IS destroys infamous Syria prison as regime bombing kills scores

Islamic State group jihadists demolished a notorious government prison in the historic Syrian city of Palmyra on Saturday, as barrel bombs dropped by regime helicopters killed more than 70 civilians in Aleppo. The Syrian Observatory for Human Rights said IS planted explosives that “largely destroyed” the Palmyra jail, which was for decades a symbol of abuses meted out on regime opponents. The deaths occurred in two separate incidents when helicopters dropped explosives-filled barrels. One barrel hit the rebel-held Shaar neighborhood of the city of Aleppo, killing at least 12 people, most of them from the same family. The other attack was far deadlier, hitting a busy market known as Souk al-Hal in the Islamic State-held town of al-Bab in Aleppo’s countryside.

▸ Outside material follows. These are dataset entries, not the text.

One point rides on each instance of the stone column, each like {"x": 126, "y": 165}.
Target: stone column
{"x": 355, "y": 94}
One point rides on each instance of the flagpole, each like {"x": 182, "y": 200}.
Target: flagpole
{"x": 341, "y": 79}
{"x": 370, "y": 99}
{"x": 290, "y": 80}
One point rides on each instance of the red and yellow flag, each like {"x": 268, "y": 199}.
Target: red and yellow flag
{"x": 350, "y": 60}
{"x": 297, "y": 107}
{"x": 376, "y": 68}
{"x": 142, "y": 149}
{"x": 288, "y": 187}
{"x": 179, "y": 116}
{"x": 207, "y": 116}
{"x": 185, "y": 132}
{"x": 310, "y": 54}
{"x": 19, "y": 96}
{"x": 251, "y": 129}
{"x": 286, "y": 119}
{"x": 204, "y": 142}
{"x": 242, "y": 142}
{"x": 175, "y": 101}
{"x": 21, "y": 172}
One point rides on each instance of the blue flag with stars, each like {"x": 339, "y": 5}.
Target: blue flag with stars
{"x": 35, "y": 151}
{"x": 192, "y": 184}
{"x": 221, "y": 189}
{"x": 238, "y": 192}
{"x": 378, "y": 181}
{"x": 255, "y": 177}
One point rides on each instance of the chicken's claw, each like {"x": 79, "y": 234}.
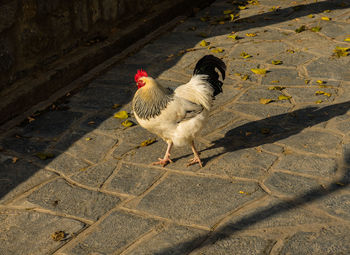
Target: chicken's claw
{"x": 194, "y": 161}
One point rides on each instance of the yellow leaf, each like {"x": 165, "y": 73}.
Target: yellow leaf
{"x": 265, "y": 101}
{"x": 44, "y": 155}
{"x": 251, "y": 34}
{"x": 258, "y": 71}
{"x": 148, "y": 142}
{"x": 217, "y": 50}
{"x": 284, "y": 97}
{"x": 127, "y": 123}
{"x": 277, "y": 62}
{"x": 279, "y": 88}
{"x": 204, "y": 43}
{"x": 121, "y": 115}
{"x": 245, "y": 55}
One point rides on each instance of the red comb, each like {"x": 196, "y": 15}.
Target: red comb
{"x": 139, "y": 74}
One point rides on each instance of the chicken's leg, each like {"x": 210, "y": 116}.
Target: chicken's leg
{"x": 164, "y": 161}
{"x": 196, "y": 158}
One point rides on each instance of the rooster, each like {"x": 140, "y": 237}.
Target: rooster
{"x": 177, "y": 116}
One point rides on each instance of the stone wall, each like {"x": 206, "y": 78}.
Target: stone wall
{"x": 34, "y": 33}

[It is] totally unacceptable that the Syrian air force attacks its own territory in an indiscriminate way, killing its own citizens, as it brutally happened today in Aleppo.

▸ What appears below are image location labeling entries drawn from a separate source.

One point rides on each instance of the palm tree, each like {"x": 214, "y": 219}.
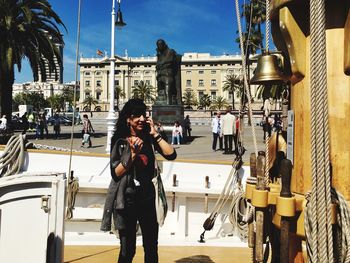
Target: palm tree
{"x": 144, "y": 91}
{"x": 219, "y": 103}
{"x": 189, "y": 99}
{"x": 118, "y": 94}
{"x": 232, "y": 84}
{"x": 205, "y": 101}
{"x": 27, "y": 29}
{"x": 88, "y": 102}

Staffan de Mistura, the United Nations Special Envoy for Syria

The Britain-based Syrian Observatory for Human Rights said at least 59 people were killed and dozens wounded, calling it the one of the worst massacres perpetrated by President Bashar Assad’s army this year. It said the number of dead likely would rise because many of the wounded were in critical condition. Al-Bab is controlled by the Islamic State group, which also confirmed the attack in a statement posted on Twitter. The Syrian military has suffered a series of embarrassing setbacks in northern Syria recently as insurgents captured the city of Idlib and almost all of Idlib province. Opponents of President Bashar al-Assad welcomed on social media the destruction of the long-feared prison at Palmyra, which IS seized 10 days ago after government forces pulled out.